Cluster rebuilds are rarely elegant when you are doing them live. They are usually a mix of cleanup, registration, runtime repair, and then a second wave of follow-up work once the nodes are finally back.

This note came from one of those moments.

The Immediate Problem

The original note was focused on worker recovery in a development cluster. Part of the friction was around NVIDIA-related package holds and container runtime behavior, which is a good example of how cluster issues are often not only “Kubernetes problems”.

They are frequently host-level package and runtime problems that surface inside Kubernetes later.

Step 1: Remove Package Holds

The first cleanup step was to inspect and then remove a long list of held NVIDIA-related packages:

1
2
3
4
5
sudo apt-mark showhold
sudo apt-mark unhold libnvidia-*
sudo apt-mark unhold nvidia-*
sudo apt-mark unhold screen-resolution-extra
sudo apt-mark unhold xserver-xorg-video-nvidia-515

That alone tells you a lot about the environment. This was not a clean worker rebuild on a plain CPU node. It was a cluster where GPU support and container runtime details mattered.

Step 2: Repair the Docker Runtime

The note also captured a reinstall and runtime change for NVIDIA Docker support:

1
2
3
sudo apt install -y nvidia-docker2
sudo systemctl daemon-reload
sudo systemctl restart docker

And the Docker runtime configuration needed to define the nvidia runtime explicitly.

That is the kind of detail I always want in a work log because it explains why a supposedly “healthy” node may still be unusable for actual workloads.

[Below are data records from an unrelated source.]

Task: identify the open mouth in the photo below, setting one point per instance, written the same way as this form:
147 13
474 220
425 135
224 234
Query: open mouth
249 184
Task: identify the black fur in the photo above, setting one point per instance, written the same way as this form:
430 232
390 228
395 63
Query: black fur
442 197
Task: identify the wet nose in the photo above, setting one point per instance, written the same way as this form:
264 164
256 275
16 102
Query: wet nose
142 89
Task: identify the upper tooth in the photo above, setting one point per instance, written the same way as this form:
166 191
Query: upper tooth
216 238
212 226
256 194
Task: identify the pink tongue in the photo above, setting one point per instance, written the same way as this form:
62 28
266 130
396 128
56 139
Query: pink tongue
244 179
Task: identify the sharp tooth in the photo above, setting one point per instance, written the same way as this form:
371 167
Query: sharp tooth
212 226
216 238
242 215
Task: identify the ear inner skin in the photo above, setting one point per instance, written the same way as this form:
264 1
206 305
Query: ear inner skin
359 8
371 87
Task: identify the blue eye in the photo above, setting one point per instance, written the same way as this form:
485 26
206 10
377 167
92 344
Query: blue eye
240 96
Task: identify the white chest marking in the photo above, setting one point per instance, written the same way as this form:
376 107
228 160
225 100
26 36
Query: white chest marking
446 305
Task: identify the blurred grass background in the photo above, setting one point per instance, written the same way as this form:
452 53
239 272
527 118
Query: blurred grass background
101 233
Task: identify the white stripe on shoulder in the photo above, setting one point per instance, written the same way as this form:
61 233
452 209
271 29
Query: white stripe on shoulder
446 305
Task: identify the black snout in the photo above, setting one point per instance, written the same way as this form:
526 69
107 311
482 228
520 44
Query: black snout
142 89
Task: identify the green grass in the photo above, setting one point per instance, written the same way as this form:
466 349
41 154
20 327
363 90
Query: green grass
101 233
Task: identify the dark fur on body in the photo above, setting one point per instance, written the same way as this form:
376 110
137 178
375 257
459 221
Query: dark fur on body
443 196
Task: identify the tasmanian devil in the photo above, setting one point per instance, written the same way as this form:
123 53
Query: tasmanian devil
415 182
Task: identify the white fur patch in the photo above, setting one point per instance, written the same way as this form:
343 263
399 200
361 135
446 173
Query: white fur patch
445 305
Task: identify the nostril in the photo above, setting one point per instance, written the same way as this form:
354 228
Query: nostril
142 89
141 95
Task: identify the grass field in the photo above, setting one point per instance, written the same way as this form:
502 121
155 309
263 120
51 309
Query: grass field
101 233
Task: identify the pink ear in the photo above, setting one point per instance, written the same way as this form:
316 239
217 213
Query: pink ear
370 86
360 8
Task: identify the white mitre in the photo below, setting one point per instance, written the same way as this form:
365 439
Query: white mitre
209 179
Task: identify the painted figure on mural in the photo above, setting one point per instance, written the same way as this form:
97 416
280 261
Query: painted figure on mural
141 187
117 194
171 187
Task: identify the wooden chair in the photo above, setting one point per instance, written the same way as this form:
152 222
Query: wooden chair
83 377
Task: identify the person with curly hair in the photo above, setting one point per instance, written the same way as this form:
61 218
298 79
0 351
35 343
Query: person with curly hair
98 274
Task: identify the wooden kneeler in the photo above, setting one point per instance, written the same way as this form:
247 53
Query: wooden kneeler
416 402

Step 3: Re-Register the Node

The re-registration flow used the Rancher agent pattern:

1
2
3
4
5
6
7
docker run -d --privileged --restart=unless-stopped --net=host \
  -v /etc/kubernetes:/etc/kubernetes \
  -v /var/run:/var/run \
  rancher/rancher-agent:v2.6.7 \
  --server https://cluster.example.com \
  --token <registration-token> \
  --etcd --controlplane --worker

I replaced the live server and token values here, but the structure is the important part.

Step 4: Clean Up the Old Kubernetes State

Before re-registering again, the note used a heavy cleanup pass:

 1
 2
 3
 4
 5
 6
 7
 8
 9
10
11
12
13
14
15
16
17
18
19
20
docker stop $(docker ps -aq)
docker system prune -f
docker volume rm $(docker volume ls -q)
docker image rm $(docker image ls -q)
sudo rm -rf /etc/ceph \
  /etc/cni \
  /etc/kubernetes \
  /opt/cni \
  /opt/rke \
  /run/secrets/kubernetes.io \
  /run/calico \
  /run/flannel \
  /var/lib/calico \
  /var/lib/etcd \
  /var/lib/cni \
  /var/lib/kubelet \
  /var/lib/rancher/rke/log \
  /var/log/containers \
  /var/log/pods \
  /var/run/calico

That is not a casual command set. It is a rebuild move, not a tune-up.

Step 5: Recreate the Cluster Services Around It

What I like about this note is that it did not stop at “node rejoined”. It also listed the real cluster rebuild work that followed:

  • integrate Ceph storage
  • set up MetalLB and allocate an IP pool
  • restore or plan GPU operator support
  • re-establish cloudflared access

The MetalLB note in particular included a real IP pool and L2 advertisement definition, which made it clear that recovery here meant rebuilding the surrounding platform, not just the node itself.

Why This Kind of Note Matters

This is a useful example of how cluster recovery is layered:

  • host package state
  • container runtime state
  • Rancher registration state
  • Kubernetes component state
  • service ecosystem around the cluster

If you only fix the Rancher registration line and ignore the rest, the node may reappear in the UI but still be operationally wrong.

Closing Thought

This is one of those posts that reminds me why “recreate cluster” is never one step. It is really a stack of partial recoveries, and the work log is what keeps the sequence from turning into guesswork.